5. 2016 Clemson (14-1)
CFP result: beat Ohio State, 31-0; beat Alabama, 35-31
Clemson nearly lost to Auburn, Troy and Lamar Jackson's Louisville teams early and did lose to Pitt in mid-November. But as has become a Dabo Swinney custom, the Tigers turned into Angry Clemson after their loss, humiliating South Carolina, keeping Virginia Tech mostly at arm's reach and shutting out Ohio State. Trailing Bama by 10 in the final, the Tigers played a nearly perfect fourth quarter, exhausting the Tide defense and scoring the title-winning touchdown with one second remaining.

4. 2017 Alabama (13-1)
CFP result: beat Clemson, 24-6; beat Georgia, 26-23
Bama went scorched-earth during an 11-0 start, but the offense grew rickety late.
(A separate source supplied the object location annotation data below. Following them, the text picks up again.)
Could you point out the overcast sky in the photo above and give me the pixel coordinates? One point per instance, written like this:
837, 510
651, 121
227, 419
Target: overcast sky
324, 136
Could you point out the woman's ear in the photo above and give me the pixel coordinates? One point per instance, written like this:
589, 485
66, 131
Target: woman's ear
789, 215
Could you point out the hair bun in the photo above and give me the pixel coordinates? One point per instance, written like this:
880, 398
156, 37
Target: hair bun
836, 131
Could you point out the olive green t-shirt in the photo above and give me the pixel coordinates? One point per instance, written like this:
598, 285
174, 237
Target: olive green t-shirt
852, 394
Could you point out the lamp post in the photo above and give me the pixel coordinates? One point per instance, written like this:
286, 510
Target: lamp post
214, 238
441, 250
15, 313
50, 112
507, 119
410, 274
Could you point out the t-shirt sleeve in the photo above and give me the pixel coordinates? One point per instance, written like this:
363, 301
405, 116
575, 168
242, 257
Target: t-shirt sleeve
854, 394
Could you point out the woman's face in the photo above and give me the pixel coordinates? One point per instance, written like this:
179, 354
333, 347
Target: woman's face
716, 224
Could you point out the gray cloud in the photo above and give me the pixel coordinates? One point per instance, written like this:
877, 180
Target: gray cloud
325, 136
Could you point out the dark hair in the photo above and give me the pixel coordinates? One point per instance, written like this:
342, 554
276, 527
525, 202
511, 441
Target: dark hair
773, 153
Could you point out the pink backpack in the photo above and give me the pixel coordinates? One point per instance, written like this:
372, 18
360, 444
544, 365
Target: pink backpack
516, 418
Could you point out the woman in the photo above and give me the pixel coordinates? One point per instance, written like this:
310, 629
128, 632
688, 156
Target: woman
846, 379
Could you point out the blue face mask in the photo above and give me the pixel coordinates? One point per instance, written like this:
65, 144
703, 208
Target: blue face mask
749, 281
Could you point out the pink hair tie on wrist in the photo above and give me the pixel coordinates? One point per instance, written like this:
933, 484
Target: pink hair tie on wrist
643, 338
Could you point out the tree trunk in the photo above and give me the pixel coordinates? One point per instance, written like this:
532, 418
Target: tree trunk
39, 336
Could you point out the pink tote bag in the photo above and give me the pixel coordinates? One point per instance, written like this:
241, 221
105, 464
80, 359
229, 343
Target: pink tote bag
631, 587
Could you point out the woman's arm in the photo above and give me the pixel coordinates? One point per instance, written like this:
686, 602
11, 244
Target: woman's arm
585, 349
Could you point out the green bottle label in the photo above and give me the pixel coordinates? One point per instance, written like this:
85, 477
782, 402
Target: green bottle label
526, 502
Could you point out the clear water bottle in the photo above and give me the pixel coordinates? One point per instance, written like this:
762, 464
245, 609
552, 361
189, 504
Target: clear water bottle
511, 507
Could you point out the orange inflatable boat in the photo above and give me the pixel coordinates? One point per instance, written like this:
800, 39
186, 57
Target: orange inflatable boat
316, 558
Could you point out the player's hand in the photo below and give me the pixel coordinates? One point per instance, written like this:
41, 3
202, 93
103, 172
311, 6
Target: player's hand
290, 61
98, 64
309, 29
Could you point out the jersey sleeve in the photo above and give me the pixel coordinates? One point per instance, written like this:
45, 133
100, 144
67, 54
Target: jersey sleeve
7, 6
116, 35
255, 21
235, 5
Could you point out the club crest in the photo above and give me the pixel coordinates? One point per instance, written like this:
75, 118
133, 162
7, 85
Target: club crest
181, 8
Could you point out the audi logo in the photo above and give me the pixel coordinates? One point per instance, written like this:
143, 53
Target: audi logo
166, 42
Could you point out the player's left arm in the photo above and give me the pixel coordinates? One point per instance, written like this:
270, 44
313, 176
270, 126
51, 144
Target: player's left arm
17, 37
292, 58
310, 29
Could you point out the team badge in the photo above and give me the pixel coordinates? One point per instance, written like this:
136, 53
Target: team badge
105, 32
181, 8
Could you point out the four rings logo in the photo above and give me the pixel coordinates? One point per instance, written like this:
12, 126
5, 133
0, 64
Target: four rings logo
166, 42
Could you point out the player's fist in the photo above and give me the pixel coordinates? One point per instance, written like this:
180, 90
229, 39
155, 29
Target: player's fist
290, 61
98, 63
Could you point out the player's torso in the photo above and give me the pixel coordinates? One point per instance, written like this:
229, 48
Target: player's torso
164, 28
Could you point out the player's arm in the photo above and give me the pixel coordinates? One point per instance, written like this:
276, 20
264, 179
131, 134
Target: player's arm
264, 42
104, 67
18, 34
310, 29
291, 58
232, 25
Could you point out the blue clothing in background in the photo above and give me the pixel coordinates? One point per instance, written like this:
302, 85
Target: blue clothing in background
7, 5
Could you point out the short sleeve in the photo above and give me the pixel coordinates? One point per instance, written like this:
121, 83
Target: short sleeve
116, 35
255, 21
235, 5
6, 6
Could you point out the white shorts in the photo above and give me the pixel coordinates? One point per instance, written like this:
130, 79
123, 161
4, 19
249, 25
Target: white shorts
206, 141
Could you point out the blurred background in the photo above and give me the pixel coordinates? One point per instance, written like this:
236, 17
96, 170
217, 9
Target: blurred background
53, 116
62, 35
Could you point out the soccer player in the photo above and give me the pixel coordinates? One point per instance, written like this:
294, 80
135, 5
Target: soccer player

The Tide barely eked out a CFP bid after a 26-14 loss to Auburn, and they trailed Georgia 13-0 at halftime in the championship game before freshman Tua Tagovailoa tagged in, led Bama on a 20-7 run and -- after the Tide nearly won in regulation -- threw a famous second-and-26 strike to DeVonta Smith to win Nick Saban his sixth national title.

3. 2018 Clemson (15-0)
CFP result: beat Notre Dame, 30-3; beat Alabama, 44-16
Clemson barely survived September unbeaten, needing a two-point conversion stop to escape Texas A&M and a rousing comeback led by backup quarterback Chase Brice to beat Syracuse. But once Trevor Lawrence was healthy and established in the starting lineup, no one had any hope against the Tigers. They beat Florida State by 49, Wake Forest by 60 and Louisville by 61, and they won two CFP games by a combined 74-19. Goodness.

2. 2019 LSU (15-0)
CFP result: beat Oklahoma, 63-28; beat Clemson, 42-25
Lots of coaches through the years have attempted to modernize their offense in the hopes of giving their program a shot in the arm. LSU's 2019 team set the bar impossibly high for any future modernizers. New passing game coordinator Joe Brady added a few extra tricks for quarterback Joe Burrow and his elite skill corps, and Burrow threw for 5,671 yards and 60 touchdowns (!!!). Once LSU's defense got healthy and up to speed late in the year, LSU was untouchable. Ed Orgeron's squad beat Alabama in Tuscaloosa, then won its last six games by an average of 30 points.

1. 2020 Alabama (13-0)
CFP result: beat Notre Dame, 31-14; beat Ohio State, 52-24
The Crimson Tide had the No. 1, 3 and 5 finishers in the Heisman voting. They played one game decided by fewer than 14 points. They bested an SEC-only schedule by an average of 30.2 points per game. Their defense struggled early but allowed only 15 points per game after mid-October. This team will go down as the best Nick Saban team ever and quite possibly the best of the 21st century.
Best team ... from the best coach ... with the best dynasty of the 21st century (at the very least)? Sounds like the best team of the CFP era.